Fulbright Project

View from Dunton Tower at Carleton University looking north along the Rideau River towards the city of Ottawa.

I am very fortunate this year to have received a Fulbright award. The College of Humanities and Fine Arts at UMass made it possible for me to spend the academic year at Carleton University in Ottawa, Ontario, Canada. While here, I’m working on a natural-language parser of Old English, which I will use to create a semantic map of Old English nouns. In short, I want a computer to recognize an Old English noun and then find all words associated with it. Nouns are names for entities in the world. So a semantic map tells us something about how a language permits people to associate qualities with entities.

Following in the footsteps of Artificial Intelligence researchers like Waleed Ammar of the Paul Allen Institute, I will be using untagged corpora—that is, texts that no one has marked up for grammatical information. I would like to interfere with the data as little as possible.

What makes this project different from similar NLP projects is my aim. I want to produce a tool that can be used by literary critics. I am not interested in improving Siri or Alexa or a pop-up advertisement that wants to sell you shoes. Neither is my aim to propose hypotheses about natural languages, which is a general aim of linguistics-related NLPs. So, the object of my inquiry is artful writing, consciously patterned language.

STAGE ONE

The first stage is to write a standard NLP parser using tagged corpora. The standard parser will serve to check any results of the non-standard parser. Thanks to the generosity of Dr. Ondrej Tichý of Charles University in Prague, the standard parser is now equipped with a list of OE lexemes, parsed for form. A second control mechanism is the York-Helsinki Parsed Corpus of Old English, which is a tagged corpus of most of Aelfric’s Catholic sermons.

STAGE TWO

At the same time, I divided the OE corpus into genres. In poetic texts, dragons can breathe fire. But in non-fictional texts, dragons don’t exist. So a semantic field drawn around dragons will change depending on genre. I am subdividing the poetry according to codex, and then according to age (as far as is possible) to account for semantic shift. Those subdivisions will have to be revised, then abandoned as the AI engine gets running. (I’ll be using the python module fastai to implement an AI.)

Notes

Unicode. You’d think that searching a text string for another text string would be straightforward. But nothing is easy! A big part of preparing the Old English Corpus for manipulation is ensuring that the bits and bytes are in the right order. I had a great deal of difficulty opening the Bosworth-Toller structured data. It was in UTF-16 encoding, similar to the character encoding used on Windows machines. When I tried to open it via python, the interpreter threw an error. It turns out, Unicode is far more complex than one imagines. Although I can find ð and þ, for example, I cannot find them as the first characters of words after a newline (or even regex \b). Another hurdle.

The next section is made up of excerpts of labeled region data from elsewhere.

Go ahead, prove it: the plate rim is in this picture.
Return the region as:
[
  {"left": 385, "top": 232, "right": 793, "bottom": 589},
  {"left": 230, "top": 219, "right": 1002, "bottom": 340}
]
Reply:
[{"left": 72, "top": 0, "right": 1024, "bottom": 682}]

Overcame it! The problem was in the data. For reasons unknown to me, Microsoft Windows encodes runic characters differently than expected. So the solution was to use a text editor (BB Edit), go into the data, and replace all original thorns with regular thorns. Same for eth, asc, and so forth. Weirdly, it didn’t look like I was doing anything: both thorns looked identical on the screen.

 

Screen shot of parser guts so far. Markup is data from Tichy’s Bosworth-TollerInflect receives Markup, then returns inflections based on the gender of strong nouns. Variants and special cases have not yet been included.

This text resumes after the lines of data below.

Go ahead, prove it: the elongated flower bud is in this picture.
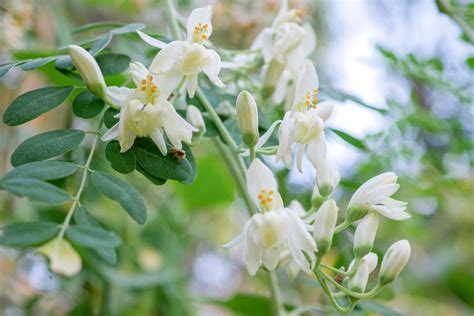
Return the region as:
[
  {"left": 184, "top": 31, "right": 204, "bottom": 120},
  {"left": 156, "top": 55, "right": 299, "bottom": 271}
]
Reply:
[
  {"left": 68, "top": 45, "right": 106, "bottom": 99},
  {"left": 354, "top": 212, "right": 379, "bottom": 258},
  {"left": 236, "top": 90, "right": 259, "bottom": 148},
  {"left": 379, "top": 240, "right": 411, "bottom": 285},
  {"left": 348, "top": 252, "right": 378, "bottom": 292},
  {"left": 38, "top": 238, "right": 82, "bottom": 276},
  {"left": 186, "top": 105, "right": 206, "bottom": 132},
  {"left": 313, "top": 199, "right": 338, "bottom": 256}
]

To finish STAGE ONE, I’ll now inflect every noun, pronoun, and adjective, then conjugate every verb as they come in (on the fly). Andrej Tichý at Charles University in Prague, who very generously sent me his structured data, took a slightly different approach: he generated all the permutations first and placed them into a list. Finally, as a sentence comes in, I’ll send off each word to the parser, receive its markup and inflections/conjugations, then search the markup for matches.